Are you on a slippery slope sliding ever deeper into debt? If you answered yes, but have yet to join 6.5-million South Africans on a credit bureau blacklist, act now and save yourself from ruin!

Consumers have to face up to the grim reality of financial instability in the alarming wake of soaring food and energy costs as well as interest rates that are set to remain high for at least the rest of the year.

This debt-reduction solution by Toby Wooldridge, Head of Go Banking, offers a step-by-step plan to prevent a short-term money problem from escalating into a future financial crisis or worse — a spot on the credit bureaus' black list.

6.5-million blaclisted in SA.

According to the latest Ipsos Markinor Survey on socio-political trends released this week, 64 percent of South Africans believe that people are living beyond their means and spending more money than they are earning.

According to Wooldridge an often overlooked aspect of debt is its effect on credit ratings. “With the number of defaults increasing, it can be expected that Experian and Transunion, the two biggest credit bureaus in South Africa, will be issuing far more negative than positive credit reports this year.”

In South Africa, an individual’s credit score is determined by five main categories of information — payment history (35 percent of the overall score), amounts owed (30 percent), length of credit history (15 percent), new credit (10 percent) and type of credit used (10 percent). Companies then use your credit score to assess how ‘risky' an investment you are.

“It’s quite simple, the more payments you miss, the worse your credit score. Until your poor credit rating has been rectified, you will unlikely meet the criteria to attain additional credit and if you do qualify, you will then struggle to get the credit at a suitably low interest rate.”

Wooldridge has advice for South Africans with poor credit ratings.

Wooldridge has some advice for South Africans with poor credit ratings. “Before seeking the assistance of debt counsellors, look into a do-it-yourself debt reduction plan. It’s an easy and practical route, which is too often disregarded.”

The first step in the plan is to evaluate your debts by simply going through all your statements from institutions with which you have accounts and writing down the amounts you owe, interest rates you are charged and the monthly amount due for each debt. With this overall snapshot of your debts, you must then determine your budget by subtracting your monthly expenses, which will include primary expenses (i.e. rent or bond repayment) as well as secondary expenses (i.e. entertainment), from your income. The amount of money you are left with will figure in your debt repayment budget.

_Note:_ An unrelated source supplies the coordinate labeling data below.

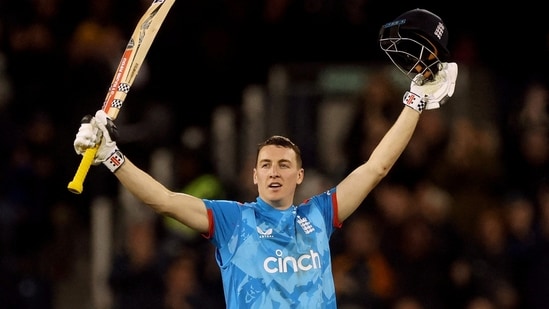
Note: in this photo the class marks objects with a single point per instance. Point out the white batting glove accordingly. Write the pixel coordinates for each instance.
(108, 152)
(88, 135)
(433, 93)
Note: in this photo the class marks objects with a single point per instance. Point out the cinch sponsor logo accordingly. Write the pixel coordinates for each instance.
(264, 234)
(282, 264)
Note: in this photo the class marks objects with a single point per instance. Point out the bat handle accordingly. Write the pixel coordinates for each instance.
(77, 184)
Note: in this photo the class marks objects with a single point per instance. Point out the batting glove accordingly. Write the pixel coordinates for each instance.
(108, 152)
(87, 136)
(433, 93)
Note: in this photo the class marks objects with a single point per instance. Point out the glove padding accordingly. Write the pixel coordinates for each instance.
(99, 131)
(433, 93)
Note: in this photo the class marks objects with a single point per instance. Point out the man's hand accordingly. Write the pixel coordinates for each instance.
(432, 94)
(99, 131)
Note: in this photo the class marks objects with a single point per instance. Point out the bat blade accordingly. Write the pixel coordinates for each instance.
(136, 50)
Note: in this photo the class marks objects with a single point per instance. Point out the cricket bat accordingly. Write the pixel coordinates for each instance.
(132, 59)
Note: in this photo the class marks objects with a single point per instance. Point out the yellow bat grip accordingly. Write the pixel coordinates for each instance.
(77, 184)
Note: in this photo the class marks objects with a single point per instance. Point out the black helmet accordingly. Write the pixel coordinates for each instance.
(416, 42)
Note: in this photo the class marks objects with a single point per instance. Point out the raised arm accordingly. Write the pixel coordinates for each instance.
(185, 208)
(352, 190)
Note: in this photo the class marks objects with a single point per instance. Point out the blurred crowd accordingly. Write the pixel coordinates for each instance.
(462, 221)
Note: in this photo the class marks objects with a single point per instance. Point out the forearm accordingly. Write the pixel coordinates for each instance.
(357, 185)
(185, 208)
(394, 142)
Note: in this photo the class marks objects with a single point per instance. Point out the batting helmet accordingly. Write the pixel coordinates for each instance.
(416, 42)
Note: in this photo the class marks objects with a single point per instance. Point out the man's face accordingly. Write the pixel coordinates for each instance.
(277, 175)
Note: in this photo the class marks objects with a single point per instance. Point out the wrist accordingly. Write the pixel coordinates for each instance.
(115, 160)
(414, 101)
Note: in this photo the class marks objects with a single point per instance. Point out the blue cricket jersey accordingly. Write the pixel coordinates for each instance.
(275, 259)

From here you will then decide one of the following:

  1. You’re spending more than you earn.

  2. You’re spending exactly what you earn and the most unlikely of the possibilities.

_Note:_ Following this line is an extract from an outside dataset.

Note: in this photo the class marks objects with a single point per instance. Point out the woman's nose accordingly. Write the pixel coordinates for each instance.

  3. You’re spending less than you earn.

Once you ascertain where you stand you will then need to develop an action plan to determine which debts you must repay first and which expenses you can do without. Before starting on your action plan, you must go back to your initial list of debts and the interest rates you’re being charged to judge which debts should be repaid first (i.e. micro-loans as they are costing you anywhere from 30 to over 100 percent). Above all importance, you must follow through with the plan to beat the burden of poor credit ratings and debt repayments.

Wooldridge says that for those who feel they simply cannot manage a debt reduction plan on their own, debt counsellors then serve as practical aids to help improve one's credit rating. “Debt counsellors are a good option because someone else will decide how much you repay your creditors every month, leaving you with enough to live on,” says Wooldridge. “Stretching out your repayments in this way will help to make them more affordable and help you stay afloat. If you choose this course, ask about an accelerated repayment plan so you can repay your debts faster.”

Whichever route you choose, taking charge of your financial situation is necessary to turn your poor credit ratings into a positive credit report and more importantly, to ensure you have a debt-reduction solution that prevents a short-term money problem from escalating into a future burdened by financial instability.